Note: To keep slime from developing on top of kraut, it is important that air is not allowed to enter fermentation vessel during primary fermentation.  No peeking after day two.







Kraut after 3 weeks fermentation.







Placed in jars and ready to be refrigerated.



Compressing cabbage in glass jars.







Cabbage weighted down using cheese cloth and glass marbles for weight.  Homemade air locks made with original jar lid and wine fermentation air lock.  







Hope this helps.  If you have questions, please ask.


----------



## alblancher (Jun 5, 2012)

Looks like you are missing some pics,  please repost when you get the chance this is a very interesting thread!


----------



## mr t 59874 (Jun 5, 2012)

Hit the wrong button at the wrong time.  Corrected now.

T


----------



## mr t 59874 (Jun 5, 2012)

Repaired

T


----------



## thoseguys26 (Jun 5, 2012)

Nice job. Bookmarked


----------



## sam3 (Jun 6, 2012)

Great post!!

My 94 year old Grandmother asked me recently if I had ever made homemade sauerkraut before. I never have. That's something I need to make she told me.

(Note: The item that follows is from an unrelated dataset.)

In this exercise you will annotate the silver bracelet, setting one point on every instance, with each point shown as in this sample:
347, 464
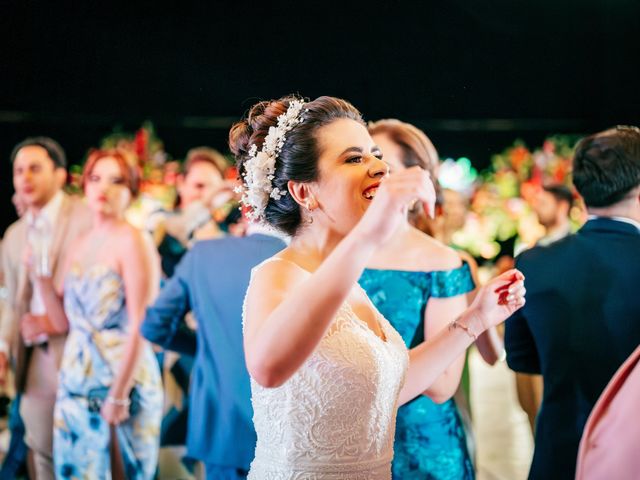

I'm glad I came across this. Thanks for sharing!


----------



## africanmeat (Jun 6, 2012)

love home made kraut


----------



## africanmeat (Jun 6, 2012)

love home made kraut. it is a great tutorial


----------



## sam3 (Jun 6, 2012)

One question. What size Harsch Crock are you using?


----------



## mr t 59874 (Jun 6, 2012)

10 Liter -  Any more questions?


----------



## stircrazy (Jun 6, 2012)

you make it exactly the same way as my dad taught me (nothing but cabbage and salt)  but we don't worry about air getting at the surface, we just scrape the foam off every day.

we use a small woodent barrel that will make about a  50lb batch, put a wooden disc on top and a big rock to weigh it down. 

Steve


----------



## sam3 (Jun 6, 2012)

Mr T 59874 said:


> 10 Liter -  Any more questions?


Excellent. Thank you!


----------



## mr t 59874 (Jun 6, 2012)

Steve, I bet you are turning out some really great kraut.  Bet that barrel makes your mouth water just by walking by.  I sure don't miss scimming crocks, thus the air locks.

T


----------



## mrh (Jun 10, 2012)

That Harsch crock looks like a perfect way to do it!  I have been usinf a relixsh tray with a plastic bag on it for weight and airlock in a regular crock.

Mark


----------



## pinksalt (Jun 10, 2012)

So I'm assuming those huge heads of cabbage each weigh 1.5 # a piece?


----------



## mr t 59874 (Jun 10, 2012)

MRH,  Yes the crock is hassle free other than topping off the reservoir every 3 or 4 days.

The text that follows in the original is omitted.